California car insurance for registration — minimums, lapse & SR-22

Reviewed by the DMVCA editorial team · updated June 29, 2026

In California, car insurance and vehicle registration are tied together: the state requires you to carry financial responsibility for every registered vehicle, verifies it electronically with your insurer, and suspends the registration if it detects a lapse. This cluster covers the coverage minimums, how verification works, what a lapse triggers, and how to clear a suspension.

The most important number changed recently. As of January 1, 2025, California’s minimum liability limits are 30/60/15 — higher than the limits that applied for decades. If you’re relying on an older policy or an old rule of thumb, check that it meets the current minimum.

Minimum liability
30/60/15
since Jan 1, 2025
Proof
Electronic + carry it
If it lapses
Registration suspended
Reinstate
$14 + proof
SR-22
Insurer-filed certificate
Self-insurance
Fleet option

What the law requires — and what happens if you lapse

The coverage minimums, how the DMV verifies them, and the consequences of a gap.
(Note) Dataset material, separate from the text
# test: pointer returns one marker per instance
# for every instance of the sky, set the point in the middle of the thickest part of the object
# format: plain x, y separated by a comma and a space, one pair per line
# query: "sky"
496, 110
The minimum coverage (raised in 2025)
  • $30,000 for injury or death of one person
  • $60,000 for injury or death of more than one person
  • $15,000 for property damage
  • These limits (30/60/15) took effect January 1, 2025 under SB 1107; a further increase to 50/100/25 is scheduled for 2035 (Vehicle Code §16430)
Proof is electronic — but you still carry it
  • Insurers report your policy to the DMV electronically, and terminations too, so the DMV usually already knows you're covered (Vehicle Code §16058)
  • That's the DMV side only — by law you must still carry evidence of insurance in the vehicle and show it to an officer on request (§16020 / §16028)
  • Electronic verification does not replace carrying your proof — don't drive without it
If your insurance lapses
  • The DMV suspends your registration if it gets no insurance within 30 days of issuing a registration card, or if a cancellation isn't replaced within 45 days (Vehicle Code §4000.38)
  • While suspended, the vehicle may not be driven or parked on public roads until you clear it
  • Clearing it takes proof of insurance plus a $14 reinstatement fee — see below
SR-22 and self-insurance
  • An SR-22 isn't insurance — it's a certificate your insurer files with the DMV confirming you carry at least the minimum coverage, typically required after certain violations. The forms come in owner, operator, and broad-coverage versions
  • California also lets qualifying fleet owners self-insure through a cash deposit or surety bond instead of a policy; the DMV sets the requirements

Reinstatement fee

Cluster-level summary.

Registration reinstatement $14
How to

How to clear an insurance suspension

The short version — the full walkthrough is in reinstate a suspended registration.

1
Get your insurance active again
Make sure you hold at least the 30/60/15 minimum and that your insurer is reporting the policy to the DMV electronically.
2
Submit proof and pay the $14 fee
Provide proof of insurance and pay the $14 reinstatement fee — online (fastest), by email, at a DMV Now kiosk, by the automated phone line, or by mail. Step-by-step: reinstate a suspended registration.
3
Confirm it's cleared
Once proof and the fee are processed, the suspension is lifted. Don't drive or park on public roads until it's confirmed cleared.
The bigger picture

How these connect to the rest of the DMV system

Insurance is what keeps your registration valid — California verifies it electronically, so a lapse the DMV detects can suspend the registration until you submit proof and the $14 fee. Keep this separate from a driver's-license suspension: that's a different process with its own reinstatement, driven by things like DUIs or too many points, and it lives in the license pillar. This page is only about the vehicle-registration side of financial responsibility.

Frequently asked questions

Comparison and definitional — to help you pick the right type.

What's the minimum car insurance required in California?
As of January 1, 2025, the minimums are $30,000 for injury/death of one person, $60,000 for injury/death of more than one person, and $15,000 for property damage — written 30/60/15. They were raised by SB 1107, and a further increase to 50/100/25 is scheduled for 2035 (Vehicle Code §16430).
If the DMV verifies my insurance electronically, do I still need to carry proof?
Yes. Insurers report your coverage to the DMV electronically, which handles the registration side — but you must still carry evidence of insurance in your vehicle and show it to a peace officer when asked (Vehicle Code §16020 / §16028). Electronic verification doesn't cover you at the roadside.
What happens if my car insurance lapses?
The DMV suspends your vehicle's registration if it receives no insurance within 30 days of issuing a registration card, or if a cancelled policy isn't replaced within 45 days (Vehicle Code §4000.38). You can't legally drive or park on public roads until you clear it.
How do I reinstate my registration after an insurance lapse?
Submit proof of insurance and pay the $14 reinstatement fee — online, at a kiosk, by mail, or by phone. This is a registration reinstatement; a suspended driver's license is a separate process.
What is an SR-22?
It's a certificate your insurance company files with the DMV stating you carry at least the required coverage — not a type of insurance itself. It's typically required after certain violations and comes in owner, operator, and broad-coverage forms.
Can I register a vehicle in California without insurance?
Only through an approved alternative. Besides a standard policy, California allows qualifying fleet owners to self-insure via a cash deposit or surety bond — the DMV sets those requirements. For most people, a liability policy meeting the 30/60/15 minimum is the route.